What is interesting is Chung’s use of visual cues scattered throughout the film which are like punctuation marks that make statements as to why Singapore is what it is. The name Singapore comes from the Sanskrit: Singa – lion, pura – city. The shot of the question by a foreigner, “What’s the difference between a Singaporean and a Malaysian?” is immediately followed by an image of a lion on a banner (as if in reply). The lion is king of the jungle and brooks no insubordination. The presence of the lion is seen all over the film in the form of the well-known Merlion statue spouting water; another stands guard by the side of a road. The lion continues to exert its power through various signages, among them: In Queue by Law. Obey or else – as Chung (the character) finds to his detriment.

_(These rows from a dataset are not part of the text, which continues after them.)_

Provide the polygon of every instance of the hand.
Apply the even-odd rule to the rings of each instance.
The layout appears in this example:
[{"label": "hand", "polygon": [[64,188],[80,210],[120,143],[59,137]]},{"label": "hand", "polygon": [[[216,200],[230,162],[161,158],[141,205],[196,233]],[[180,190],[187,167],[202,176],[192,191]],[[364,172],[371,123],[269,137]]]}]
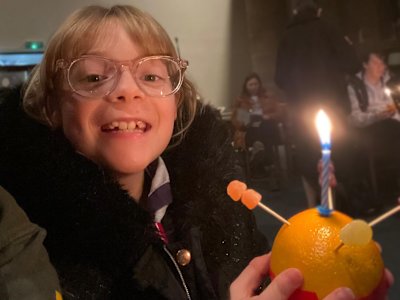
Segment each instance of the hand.
[{"label": "hand", "polygon": [[[303,275],[298,269],[290,268],[276,276],[261,294],[256,295],[257,287],[268,275],[270,256],[270,254],[259,256],[249,263],[231,284],[229,289],[231,300],[285,300],[302,286]],[[354,294],[348,288],[338,288],[324,298],[324,300],[353,299],[355,299]]]}]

The interviews in the film of locals and foreigners are for and against both countries, but it is not difficult to see on whose side Chung (the filmmaker) is on. This is clearly seen in the final sequence. The camera focuses on a church roof with a cross. There is the non-diegetic sound of the choir singing – a negative omen. The scene cuts to a long take of a crucifix with the image of the Christ in Gothic lighting (a signifier of the fate of Singaporeans, perhaps?). We continue hearing the choir. A mobile phone rings, gunshots ring out. Cut to the exterior of the church. A big Samsung sign is in the background, a garish contrast (another signifier?), to the sedate church with its tall columns. Chung rolls down the steps of the church. Again, there is the sound of the mobile phone ringing. Chung tries to get up. The mobile phone is thrown out and hits him. There is another shot and he falls over, this time permanently killed. Love thy enemy has gone out the window (or literally out the church door) in Shoot the Malaysian, as another one of Chung’s hit-‘em-in-the-guts post-modern texts.

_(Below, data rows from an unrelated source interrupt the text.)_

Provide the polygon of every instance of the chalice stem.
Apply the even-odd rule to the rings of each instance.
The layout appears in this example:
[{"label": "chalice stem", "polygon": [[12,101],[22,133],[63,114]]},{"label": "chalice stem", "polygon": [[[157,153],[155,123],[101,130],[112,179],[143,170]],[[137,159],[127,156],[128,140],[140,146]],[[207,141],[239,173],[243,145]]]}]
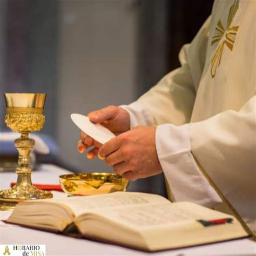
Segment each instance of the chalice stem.
[{"label": "chalice stem", "polygon": [[35,140],[29,137],[28,132],[22,133],[21,138],[15,140],[14,144],[19,152],[18,163],[19,166],[16,168],[17,184],[22,186],[31,185],[32,169],[30,166],[30,154],[35,145]]}]

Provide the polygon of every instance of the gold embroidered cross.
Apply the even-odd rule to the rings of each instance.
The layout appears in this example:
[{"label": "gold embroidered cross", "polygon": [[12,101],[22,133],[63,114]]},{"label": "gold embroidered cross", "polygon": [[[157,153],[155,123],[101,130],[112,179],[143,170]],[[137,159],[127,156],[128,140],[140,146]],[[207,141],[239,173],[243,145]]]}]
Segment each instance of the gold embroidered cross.
[{"label": "gold embroidered cross", "polygon": [[212,37],[212,46],[221,39],[224,39],[215,51],[211,62],[211,75],[212,78],[214,77],[217,69],[220,65],[224,45],[227,45],[231,51],[233,50],[233,46],[239,26],[231,26],[231,24],[238,9],[239,1],[239,0],[235,0],[234,3],[230,7],[226,29],[224,29],[220,19],[218,21],[215,28],[215,33]]}]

Chung is an unambiguous filmmaker. He plays with iconic characters and situations, making understanding easy. It is a post-modern scenario that he presents, but I suspect it is also a reaction to the existing scenario regarding the Little Cinema of Malaysia (the DV filmmakers), of whom the majority tend to be somewhat inscrutable with their works. Chung films are proof that a simple, straight narrative is possible. Everyday things can take on unexpected turns. He presents them as spectacles, ironically parodying the carnage usually seen in the Hollywood gangster film. His references to TV culture — wrestling and cartoons – show that beneath the violence lie powerful fields of signification, especially in the playfulness and apparent innocence of cartoons.
Chung is a filmmaker who obviously prefers to see himself as an adventurer and an action artist. But he is more than that. He is a filmmaker who thinks in cinematic terms – and is definitely one to watch.